1. The Commonwealth ensure consumer and family member representation and participation on all state and local MH, MR, and SA boards and committees; and
2. The HJR 225 Subcommittee continue with its work on the legislative level and the Governor establish another workgroup on the executive level to continue the work of the Hammond Commission and to work with 225.

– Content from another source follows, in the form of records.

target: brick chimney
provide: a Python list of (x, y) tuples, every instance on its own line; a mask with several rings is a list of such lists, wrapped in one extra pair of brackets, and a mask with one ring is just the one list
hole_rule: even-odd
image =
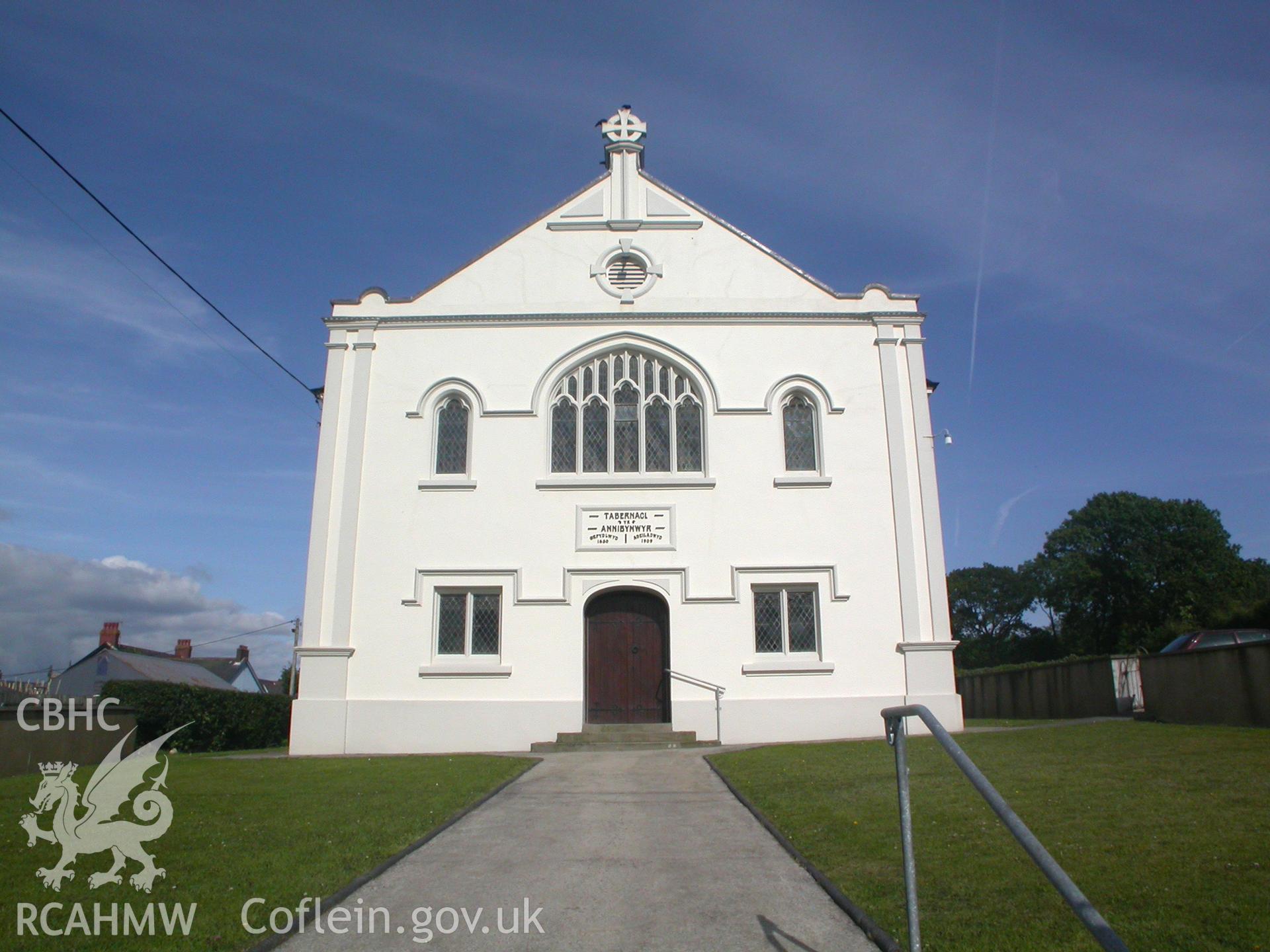
[(105, 622), (102, 625), (102, 633), (97, 636), (98, 645), (109, 645), (110, 647), (119, 646), (119, 623), (118, 622)]

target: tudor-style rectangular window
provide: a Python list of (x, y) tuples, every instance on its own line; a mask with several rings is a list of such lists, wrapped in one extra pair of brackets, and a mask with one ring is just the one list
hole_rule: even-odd
[(754, 650), (810, 654), (819, 645), (815, 586), (754, 589)]
[(498, 592), (437, 593), (437, 654), (497, 655)]

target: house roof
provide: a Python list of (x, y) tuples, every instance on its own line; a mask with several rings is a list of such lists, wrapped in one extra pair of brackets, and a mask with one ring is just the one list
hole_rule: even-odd
[[(251, 664), (246, 659), (239, 660), (237, 658), (190, 658), (189, 660), (197, 664), (199, 668), (211, 671), (217, 678), (230, 684), (232, 684), (234, 679), (243, 673), (244, 668), (251, 671), (251, 677), (255, 678), (255, 670), (253, 670)], [(257, 683), (260, 684), (262, 688), (264, 687), (264, 682), (262, 682), (259, 678), (255, 678), (255, 680)]]
[[(163, 655), (145, 649), (116, 651), (116, 659), (127, 668), (150, 680), (165, 680), (173, 684), (189, 684), (196, 688), (229, 689), (230, 684), (199, 664), (190, 664), (179, 658)], [(207, 659), (212, 660), (212, 659)]]

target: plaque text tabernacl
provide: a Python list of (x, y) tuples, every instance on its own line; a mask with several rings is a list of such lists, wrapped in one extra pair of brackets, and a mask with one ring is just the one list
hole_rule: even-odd
[(674, 506), (578, 506), (577, 547), (674, 548)]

The other areas assigned to the Committee were "Resource Management" and "Access to Care," and the following recommendations were discussed:

3. A full continuum of services with choices should be provided for consumers.
4. Medicaid criteria should be broadened to allow for flexibility with accountability to serve more of the Medicaid eligible individuals in need of services and provide for the most effective technologies and medications.
5. Family support and caregiving for individuals with mental disabilities should be encouraged.
6. Provisions should be made for non-mandated populations of children that are not served through the Comprehensive Services Act.
7. Waiting lists that are chronologically based should consider medical necessity as well.
8. CSB services should be available to individuals with health insurance only when appropriate services are unavailable from private providers.
9. The DMHMRSAS should consider contracting with a private company to operate state facilities and include provisions to maintain ultimate control.
10. Given the movement toward more community-based care, decisions need to be made regarding realigning resources, capital needs for facilities, and alternative uses for available space. The Commission should assist HJR 225 with this issue.
11. The establishment of transitional living centers should be encouraged.

The meeting was adjourned at 1:45 P.M.